From the capture of Ceuta in 1415 until the handover of Macau in 1999, Portugal can lay claim to having had one of the most enduring empires in world history. Perhaps that’s why the country appears to suffer so little post-colonial angst. Dulce Maria Cardoso’s recent novel The Return shows another less celebrated side of the imperial narrative. After the independence wars in Lusophone Africa of the 1960s and early 1970s, Portuguese evacuees upped and went back to the “motherland” in droves – an involuntary reverse migration that required adjustment on the part of both returnees and recipients. Written in poetic and prescient prose, Cardoso draws on her own experience (she grew up in Angola) to capture the plight of Portugal’s retornados.
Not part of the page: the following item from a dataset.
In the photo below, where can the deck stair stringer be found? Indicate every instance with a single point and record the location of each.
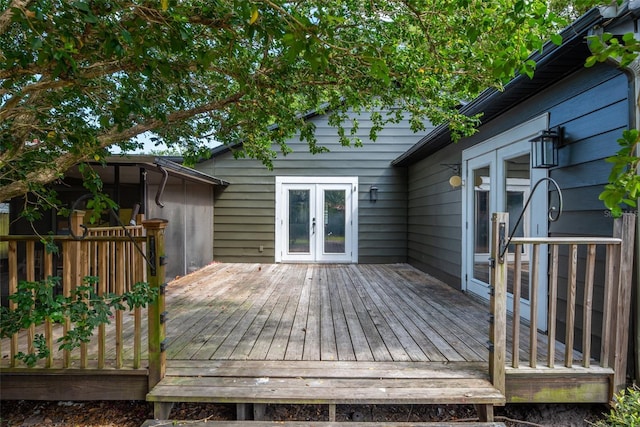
(325, 382)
Published in 1941, Miguel Torga’s tautly constructed short stories of life in the barren hills of Portugal’s Trás-os-Montes (literally Over-the-Mountains) region became an instant classic. Ostensibly, life has changed considerably since Torga’s day, the dirt-poor villages of his youth are now blessed with electricity, the internet, running water and paved roads. Yet, as my Portuguese friends are all quick to tell me, the soul of this rustic corner of the country’s hinterland remains much the same. Written in the spare, thrifty prose for which Torga was famous (he was twice nominated for the Nobel prize), Tales from the Mountain offers an unflinching, up-close view of a Portugal where outsiders rarely tread.
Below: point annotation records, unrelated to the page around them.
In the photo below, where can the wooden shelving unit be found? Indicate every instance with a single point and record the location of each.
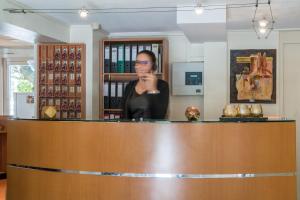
(61, 79)
(159, 46)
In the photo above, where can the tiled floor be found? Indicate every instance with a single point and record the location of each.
(2, 189)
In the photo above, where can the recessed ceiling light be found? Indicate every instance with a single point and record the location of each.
(262, 30)
(263, 23)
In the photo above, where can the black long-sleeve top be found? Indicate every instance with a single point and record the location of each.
(146, 106)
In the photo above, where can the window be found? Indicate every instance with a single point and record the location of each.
(20, 79)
Considered by many as one of Portugal’s best – if not the best – writer, Eça de Queiroz survives as a staple in the Portuguese canon. Famed for his realist depictions of 19th-century life (he died in 1900), his satirical account of Portugal’s decadence – The Illustrious House of Ramires – is both hilarious and savage at the same time. For a more positive spin on Portugal, try his posthumous romance The City and the Mountains, which is set between Paris (affluent, yet vacuous) and the Douro valley (impoverished, yet enchanting). That said, if your lockdown luggage allows for only one Eça de Queiroz title, then it has to be his 1888 masterpiece, The Maias. A stalwart of the school syllabus (and superbly translated by Margaret Jull Costa), the novel tells the story of Portugal’s incestuous bourgeoisie society through the decline and fall of a high-flying, ill-fated Lisbon family.